Configuration Template

Use this template to configure a collaborative production cell. Adapt parameters to your specific environment.

cell:
  id: "CELL-042"
  type: "collaborative_assembly"
  
safety:
  zones:
    - id: "zone_a"
      proximity_mm: 500
      action: "warn"
      speed_factor: 0.8
    - id: "zone_b"
      proximity_mm: 200
      action: "slow"
      speed_factor: 0.3
    - id: "zone_c"
      proximity_mm: 50
      action: "stop"
      speed_factor: 0.0
  override:
    enabled: true
    audit_trail: true

edge_ai:
  model: "quality_drift_v2.onnx"
  inference_interval_ms: 100
  anomaly_threshold: 0.85
  feedback:
    enabled: true
    channel: "hmi_alerts"

data:
  retention_days: 90
  cloud_sync:
    enabled: true
    interval_seconds: 60
    schema: "unified_telemetry_v1"

operator_interface:
  type: "ar_hmi"
  guidance:
    enabled: true
    timeout_seconds: 10
  feedback:
    channels: ["visual", "audio", "haptic"]

Quick Start Guide

Follow these steps to deploy a human-centric production cell in under 5 minutes.

1. Map the Workflow: Identify the operator's role, safety zones, and critical decision points.

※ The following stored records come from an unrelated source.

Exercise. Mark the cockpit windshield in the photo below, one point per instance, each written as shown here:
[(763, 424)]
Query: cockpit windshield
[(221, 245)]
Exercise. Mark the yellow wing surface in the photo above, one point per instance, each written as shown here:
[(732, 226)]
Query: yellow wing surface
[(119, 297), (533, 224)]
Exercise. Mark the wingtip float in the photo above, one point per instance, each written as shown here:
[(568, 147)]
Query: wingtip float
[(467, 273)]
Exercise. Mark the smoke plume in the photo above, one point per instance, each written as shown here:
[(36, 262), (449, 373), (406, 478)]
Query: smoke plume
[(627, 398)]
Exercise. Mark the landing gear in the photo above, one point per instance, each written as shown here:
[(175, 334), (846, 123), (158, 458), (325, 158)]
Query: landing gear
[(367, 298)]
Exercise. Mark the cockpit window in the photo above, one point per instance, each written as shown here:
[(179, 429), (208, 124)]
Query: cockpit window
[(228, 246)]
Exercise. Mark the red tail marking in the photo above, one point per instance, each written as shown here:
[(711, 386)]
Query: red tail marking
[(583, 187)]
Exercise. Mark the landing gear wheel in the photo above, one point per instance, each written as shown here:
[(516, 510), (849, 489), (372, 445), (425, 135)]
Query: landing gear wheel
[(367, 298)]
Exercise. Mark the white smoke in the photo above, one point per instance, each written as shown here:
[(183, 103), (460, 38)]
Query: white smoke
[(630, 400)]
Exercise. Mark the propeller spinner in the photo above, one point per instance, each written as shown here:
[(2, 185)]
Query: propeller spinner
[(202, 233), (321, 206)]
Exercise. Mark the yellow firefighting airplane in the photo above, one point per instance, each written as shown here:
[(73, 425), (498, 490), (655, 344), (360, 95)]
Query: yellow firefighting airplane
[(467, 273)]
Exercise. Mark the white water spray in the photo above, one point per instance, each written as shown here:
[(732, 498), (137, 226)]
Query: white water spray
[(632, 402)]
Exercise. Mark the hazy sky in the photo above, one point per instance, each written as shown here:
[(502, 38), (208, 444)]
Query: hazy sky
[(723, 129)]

Define where human intervention is required.
2. Deploy Edge Agent: Install the edge gateway and configure data collection from machines. Set up the safety kernel and feedback channels.
3. Configure Safety Zones: Define proximity thresholds and actions in the configuration template. Test the safety logic with simulated operator presence.
4. Connect Live Twin: Establish bi-directional sync between the edge agent and the digital twin. Verify real-time state updates.
5. Run Validation: Conduct a stress test with operator intervention. Verify that safety overrides, feedback loops, and edge AI decisions function as expected.

This architecture enables a production system that is resilient, sustainable, and optimized for human collaboration. By treating operators as integral components of the control loop and leveraging edge intelligence, manufacturers can achieve higher efficiency, lower costs, and improved operator satisfaction.